Book: Beth Moon – Ancient Trees. Portraits of Time.
Ancient Trees. Portraits of Time.
Photographs by Beth Moon.
Abbeville Press, Jackson, 2014. 132 pp., 70 duotone illustrations, 11x11″.
Mesmerizing black-and-white photographs of the world’s most majestic ancient trees.
Beth Moon’s fourteen-year quest to photograph ancient trees has taken her across the United States, Europe, Asia, the Middle East, and Africa. Some of her subjects grow in isolation, on remote mountainsides, private estates or nature preserves; others maintain a proud, though often precarious, existence in them midst of civilization. All, however, share a mysterious beauty perfected by age and the power to connect us to a sense of time and nature much greater than ourselves. Its is this beauty, and this power, that Moon captures in her remarkable photographs.
This handsome volume presents nearly seventy of Moon’s finest tree portraits as full-page duotone plates. The pictured trees include the tangled, hollow-trunked yews – some more than a thousand years old-that grow in English churchyards; the baobabs of Madagascar, called “upside-down trees” because of the curious disproportion of thier giant trunks and modest branches; and the fantastical dragon’s-blood-trees, red-sapped and umbrella-shaped, that grow only on the island of Socotra, off the Horn of Africa.
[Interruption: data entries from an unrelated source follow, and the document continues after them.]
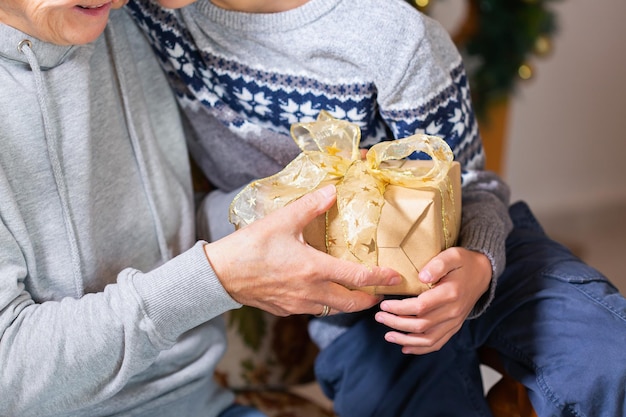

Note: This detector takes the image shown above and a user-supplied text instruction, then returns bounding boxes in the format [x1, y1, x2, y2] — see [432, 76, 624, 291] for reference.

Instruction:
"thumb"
[287, 185, 337, 230]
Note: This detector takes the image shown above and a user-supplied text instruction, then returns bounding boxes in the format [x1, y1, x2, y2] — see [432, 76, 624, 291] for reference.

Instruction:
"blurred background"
[426, 0, 626, 294]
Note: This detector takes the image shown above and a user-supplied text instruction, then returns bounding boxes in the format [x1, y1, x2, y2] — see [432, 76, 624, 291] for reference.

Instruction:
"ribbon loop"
[230, 111, 454, 265]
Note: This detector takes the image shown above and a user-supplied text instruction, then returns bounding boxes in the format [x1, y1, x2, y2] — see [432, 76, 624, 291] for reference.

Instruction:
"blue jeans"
[219, 404, 267, 417]
[316, 203, 626, 417]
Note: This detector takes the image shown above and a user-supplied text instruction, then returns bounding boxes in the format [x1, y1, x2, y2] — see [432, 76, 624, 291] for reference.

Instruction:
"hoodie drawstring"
[17, 39, 84, 298]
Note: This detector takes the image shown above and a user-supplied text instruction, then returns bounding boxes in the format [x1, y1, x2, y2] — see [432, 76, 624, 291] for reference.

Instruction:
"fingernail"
[374, 313, 385, 324]
[318, 184, 335, 197]
[389, 275, 402, 285]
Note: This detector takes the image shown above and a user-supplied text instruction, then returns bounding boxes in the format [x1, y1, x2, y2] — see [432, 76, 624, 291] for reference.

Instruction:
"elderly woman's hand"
[205, 186, 400, 316]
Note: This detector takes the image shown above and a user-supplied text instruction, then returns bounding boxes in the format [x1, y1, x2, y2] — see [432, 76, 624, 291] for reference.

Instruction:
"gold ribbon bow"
[230, 111, 454, 265]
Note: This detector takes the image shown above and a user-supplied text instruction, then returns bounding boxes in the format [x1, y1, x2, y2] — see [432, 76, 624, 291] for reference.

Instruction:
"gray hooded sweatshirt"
[0, 7, 240, 417]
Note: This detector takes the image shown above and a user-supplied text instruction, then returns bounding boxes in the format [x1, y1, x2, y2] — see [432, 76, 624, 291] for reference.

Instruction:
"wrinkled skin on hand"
[375, 247, 492, 355]
[205, 186, 400, 316]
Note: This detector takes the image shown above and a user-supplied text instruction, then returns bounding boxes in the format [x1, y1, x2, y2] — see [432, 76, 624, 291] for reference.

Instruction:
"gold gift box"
[304, 160, 461, 295]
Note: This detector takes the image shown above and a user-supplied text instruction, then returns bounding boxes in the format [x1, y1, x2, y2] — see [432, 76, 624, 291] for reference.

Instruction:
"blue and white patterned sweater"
[124, 0, 510, 310]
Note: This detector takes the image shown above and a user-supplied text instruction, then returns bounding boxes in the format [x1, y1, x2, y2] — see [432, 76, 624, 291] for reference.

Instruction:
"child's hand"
[376, 247, 491, 355]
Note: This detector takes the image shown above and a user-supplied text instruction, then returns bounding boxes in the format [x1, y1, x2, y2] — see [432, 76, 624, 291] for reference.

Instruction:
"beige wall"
[504, 0, 626, 213]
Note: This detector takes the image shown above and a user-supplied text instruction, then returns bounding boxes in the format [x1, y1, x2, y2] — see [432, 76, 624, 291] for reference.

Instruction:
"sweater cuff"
[132, 241, 241, 341]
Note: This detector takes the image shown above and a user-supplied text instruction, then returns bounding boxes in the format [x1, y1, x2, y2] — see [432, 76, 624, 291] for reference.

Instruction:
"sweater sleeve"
[370, 8, 512, 317]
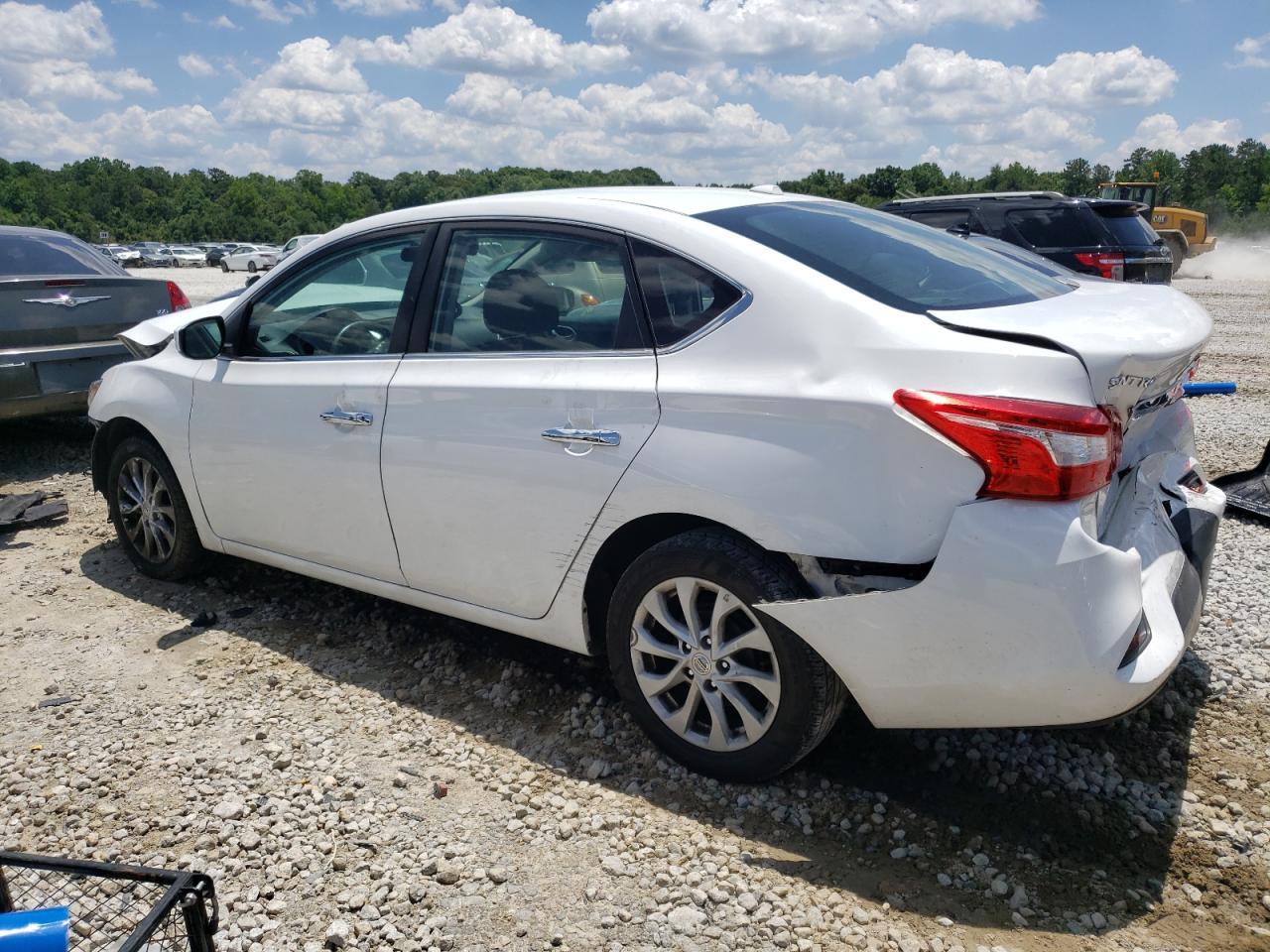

Moon’s narrative captions describe the natural and cultural history of each individual tree, while Todd Forrest, vice president for horticulture and living collection at the New York Botanical Garden, provides a concise introduction to the biology and preservation of ancient trees. An essay by the critic Steven Brown defines Moon’s unique place in a tradition of tree photography extending from William Fox Talbot to Sally Mann, and explores the challenges and potential of the tree as a subject for art.